Let formula of hydrocarbon $=C_x{H}_y$

Volume of hydrocarbon taken $=10mL$

Volume of oxygen gas added $=80mL$

Combustion of hydrocarbon-

$C_x{H}_y+(x+\frac{y}{4})O_2⟶xC{O}_2+\frac{y}{2}{H}_{2}O$

From the above reaction-

$1$ mole of $C_x{H}_y$ reacts with $(x+\frac{y}{4})$ mole of $O_2$ to produce $x$ mole of $C{O}_2$.

Therefore by avogadro's law-

$1$ mL of $C_x{H}_y$ reacts with $(x+\frac{y}{4})$ mL of $O_2$ to produce $x$ mL of $C{O}_2$.

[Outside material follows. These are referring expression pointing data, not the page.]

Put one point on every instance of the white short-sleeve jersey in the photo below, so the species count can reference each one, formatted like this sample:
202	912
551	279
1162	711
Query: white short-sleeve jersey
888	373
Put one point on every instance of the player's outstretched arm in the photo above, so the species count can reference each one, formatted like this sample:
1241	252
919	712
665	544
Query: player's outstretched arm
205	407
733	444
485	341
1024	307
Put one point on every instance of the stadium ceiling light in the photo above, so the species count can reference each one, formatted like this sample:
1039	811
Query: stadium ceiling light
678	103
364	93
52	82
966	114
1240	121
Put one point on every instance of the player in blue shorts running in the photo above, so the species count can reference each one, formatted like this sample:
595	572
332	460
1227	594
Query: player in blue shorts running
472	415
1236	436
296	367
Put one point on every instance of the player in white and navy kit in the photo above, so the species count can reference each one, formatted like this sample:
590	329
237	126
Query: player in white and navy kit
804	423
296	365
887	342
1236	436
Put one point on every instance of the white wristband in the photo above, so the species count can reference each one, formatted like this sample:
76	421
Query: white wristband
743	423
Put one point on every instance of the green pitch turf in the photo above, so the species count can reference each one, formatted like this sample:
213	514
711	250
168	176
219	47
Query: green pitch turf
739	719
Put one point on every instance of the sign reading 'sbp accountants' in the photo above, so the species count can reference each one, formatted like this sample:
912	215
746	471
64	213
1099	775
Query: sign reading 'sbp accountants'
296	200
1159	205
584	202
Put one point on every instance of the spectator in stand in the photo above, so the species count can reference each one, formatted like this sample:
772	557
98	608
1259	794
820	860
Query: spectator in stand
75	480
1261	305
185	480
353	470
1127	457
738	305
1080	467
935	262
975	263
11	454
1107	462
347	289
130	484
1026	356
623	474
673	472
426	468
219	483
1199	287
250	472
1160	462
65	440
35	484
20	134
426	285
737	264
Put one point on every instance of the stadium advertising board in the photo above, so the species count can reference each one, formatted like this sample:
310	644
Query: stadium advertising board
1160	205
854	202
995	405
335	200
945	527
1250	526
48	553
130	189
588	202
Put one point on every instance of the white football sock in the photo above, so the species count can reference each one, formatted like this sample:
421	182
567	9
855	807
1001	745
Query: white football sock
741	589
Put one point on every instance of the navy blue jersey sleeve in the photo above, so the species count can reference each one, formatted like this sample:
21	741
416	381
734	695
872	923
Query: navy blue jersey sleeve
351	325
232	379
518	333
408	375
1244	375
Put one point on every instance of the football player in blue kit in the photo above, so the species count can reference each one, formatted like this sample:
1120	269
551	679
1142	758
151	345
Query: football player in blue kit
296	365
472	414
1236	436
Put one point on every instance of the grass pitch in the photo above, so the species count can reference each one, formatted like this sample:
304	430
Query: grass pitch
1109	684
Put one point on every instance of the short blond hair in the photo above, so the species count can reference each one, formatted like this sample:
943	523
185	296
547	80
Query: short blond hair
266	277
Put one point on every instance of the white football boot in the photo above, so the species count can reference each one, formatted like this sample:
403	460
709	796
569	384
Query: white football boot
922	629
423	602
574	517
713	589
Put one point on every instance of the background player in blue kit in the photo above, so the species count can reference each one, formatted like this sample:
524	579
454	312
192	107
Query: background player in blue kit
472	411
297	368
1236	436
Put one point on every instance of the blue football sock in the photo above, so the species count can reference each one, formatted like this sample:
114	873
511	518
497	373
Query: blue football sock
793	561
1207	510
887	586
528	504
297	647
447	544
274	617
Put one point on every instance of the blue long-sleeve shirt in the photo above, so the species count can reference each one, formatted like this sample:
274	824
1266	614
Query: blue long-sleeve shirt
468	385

$10$ mL of $C_x{H}_y$ reacts with $10(x+\frac{y}{4})$ mL of $O_2$ to produce $10x$ mL of $C{O}_2$.

Therefore,

Volume of residual gas $(C{O}_2+\text{unused}{O}_2)=70mL$

Since $KOH$ absorbs whole $C{O}_2$ and volume of gas left after $KOH$ treatment is $50$ mL

Volume of $C{O}_2$ formed $=70-50=20mL$

From the above reaction of combustion of $C_x{H}_y$-

$10x\text{mL of}C{O}_2=20\text{mL of}C{O}_2$

$x=\frac{20}{10}=2$

Now,

Volume of unused $O_2=50mL$

$\therefore$ Volume of $O_2$ used $4=80-50=30mL$

Again from the above combustion reaction-

$10(x+\frac{y}{4})=30$

$2+\frac{y}{4}=3$

$\Rightarrow y=4$

Hence the molecular formula of hydrocarbo will be $C_x{H}_y=C_2{H}_4$.